“October: This is one of the peculiarly dangerous months to speculate in stocks. The others are July, January, September, April, November, May, March, June, December, August and February.” — Mark Twain
We made it through October without a crash or a meltdown some called for when the Treasury yields inverted. During our September Facebook Live broadcast, I said “inverted yields do not cause recessions.”
Those listening are glad they did.
Today, I wrap up my series analyzing the 2015 correction and current market action answering your question: Were there signs or tools during previous market tops signaling it was time to lock in profits and move into safe haven investments?
In part I, I examined the 2000 while part 2 analyzed the market action in 2007-08. See previous columns for the basics on how the indicators and my system.
Per my chart, in April 2018, the SPX made a new low (point A) at 2553.80 while money flow remained positive, MACD was negative. It takes all three to be negative for a system sell signal. After testing 2553.8 (point A), the SPX then rallied a very impressive 15 percent.
After making a new high at 2940.91, profit taking took the SPX down under the signal line (point B) but failed to signal a sell signal while price closed below the signal line, money flow remained positive although the MACD was negative.
Buying then came in and the SPX made a lower high at 2815.15 in November then made an even lower high at 2800.18 (point C). Lower highs are extremely bearish and signaled more selling ahead.

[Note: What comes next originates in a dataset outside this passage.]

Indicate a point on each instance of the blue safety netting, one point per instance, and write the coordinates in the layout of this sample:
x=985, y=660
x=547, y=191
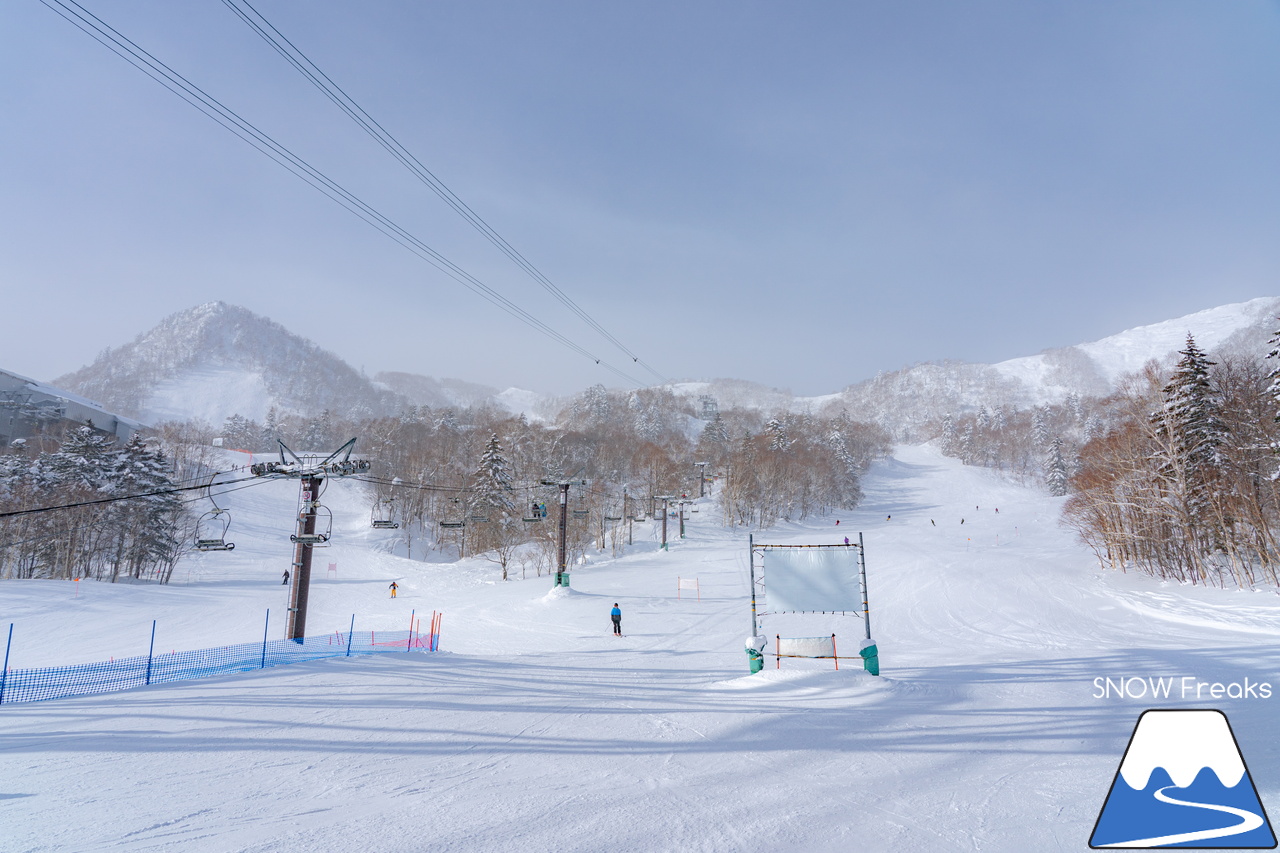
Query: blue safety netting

In December 2018, profit taking accelerated taking the SPX under my blue signal line (point D). At the same time, the money flow was negative, along with the MACD. With all three hitting, this gave an official system sell signal.
Since many are looking to sell and lock in multi-year profits in their trading and retirement accounts, let’s analyze the 2019 action and more important, where we are now.
In May (point A), the SPX closed under my blue signal line, but did not formulate a formal sell signal because the money flow remained very positive although the confirmation indicator, the (MACD) went negative. After testing a new low in June the SPX then rallied 11 percent.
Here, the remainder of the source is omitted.